Home » Congress » DST Energy Savings Didn’t Happen

DST Energy Savings Didn’t Happen

Under the we-told-you-so category, it turns out Congressional action to change daylight savings time didn’t really save any energy at all, causing many System Administrators a lot of trouble for no benefit.

As it turns out, the US Department of Energy (and almost everyone else except members of Congress) was correct when they predicted that there would be little energy savings. This echoed concerns voiced after a similar experiment was attempted in Australia. Critics pointed out a basic fact: the gains in the morning will be offset by the losses at night, and vice-versa, at both ends of the switch. That appears to be exactly what happened.

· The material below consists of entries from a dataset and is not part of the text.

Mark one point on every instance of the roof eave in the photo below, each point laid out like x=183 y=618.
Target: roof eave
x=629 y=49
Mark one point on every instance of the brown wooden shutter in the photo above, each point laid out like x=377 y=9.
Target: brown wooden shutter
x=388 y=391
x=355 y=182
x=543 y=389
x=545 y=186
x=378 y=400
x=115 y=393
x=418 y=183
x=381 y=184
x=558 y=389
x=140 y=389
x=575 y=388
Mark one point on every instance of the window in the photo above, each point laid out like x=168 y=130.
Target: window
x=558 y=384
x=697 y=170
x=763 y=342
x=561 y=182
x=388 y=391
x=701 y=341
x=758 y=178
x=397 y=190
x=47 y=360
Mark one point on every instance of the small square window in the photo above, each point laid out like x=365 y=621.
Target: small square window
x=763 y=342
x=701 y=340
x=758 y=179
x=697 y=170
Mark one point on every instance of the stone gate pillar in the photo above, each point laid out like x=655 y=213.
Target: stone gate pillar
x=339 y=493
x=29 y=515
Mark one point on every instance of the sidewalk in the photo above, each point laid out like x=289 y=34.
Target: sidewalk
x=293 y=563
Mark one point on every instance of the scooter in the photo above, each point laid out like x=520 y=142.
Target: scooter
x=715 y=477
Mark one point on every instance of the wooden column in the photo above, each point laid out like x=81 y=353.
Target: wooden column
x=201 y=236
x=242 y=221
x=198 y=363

NEW YORK (Reuters) – The early onset of Daylight Savings Time in the United States this year may have been for naught.

The move to turn the clocks forward by an hour on March 11 rather than the usual early April date was mandated by the U.S. government as an energy-saving effort.

But other than forcing millions of drowsy American workers and school children into the dark, wintry weather three weeks early, the move appears to have had little impact on power usage.

“We haven’t seen any measurable impact,” said Jason Cuevas, spokesman for Southern Co., one of the nation’s largest power companies, echoing comments from several large utilities.

Once again, Congress feels the need to “do something”, even if it’s stupid and won’t accomplish anything, and even if they’ve been told beforehand it won’t work. Oh well, at least they sleep better at night for “helping” solve the energy problem by changing DST rules.

But look at the bill itself:


(a) Amendment- Section 3(a) of the Uniform Time Act of 1966 (15 U.S.C. 260a(a)) is amended–

(1) by striking `first Sunday of April’ and inserting `second Sunday of March’; and

(2) by striking `last Sunday of October’ and inserting `first Sunday of November’.

(b) Effective Date- Subsection (a) shall take effect 1 year after the date of enactment of this Act or March 1, 2007, whichever is later.

(c) Report to Congress- Not later than 9 months after the effective date stated in subsection (b), the Secretary shall report to Congress on the impact of this section on energy consumption in the United States.

(d) Right to Revert- Congress retains the right to revert the Daylight Saving Time back to the 2005 time schedules once the Department study is complete.

Only Congress could mandate such sweeping change, and only decide to study the effects after it’s enacted. These are the people going to solve budget, healthcare and other critical issues? With nifty and well thought-out legislation like this, it’s one reason why we say “gridlock is good” — a do-nothing Congress is good for the country.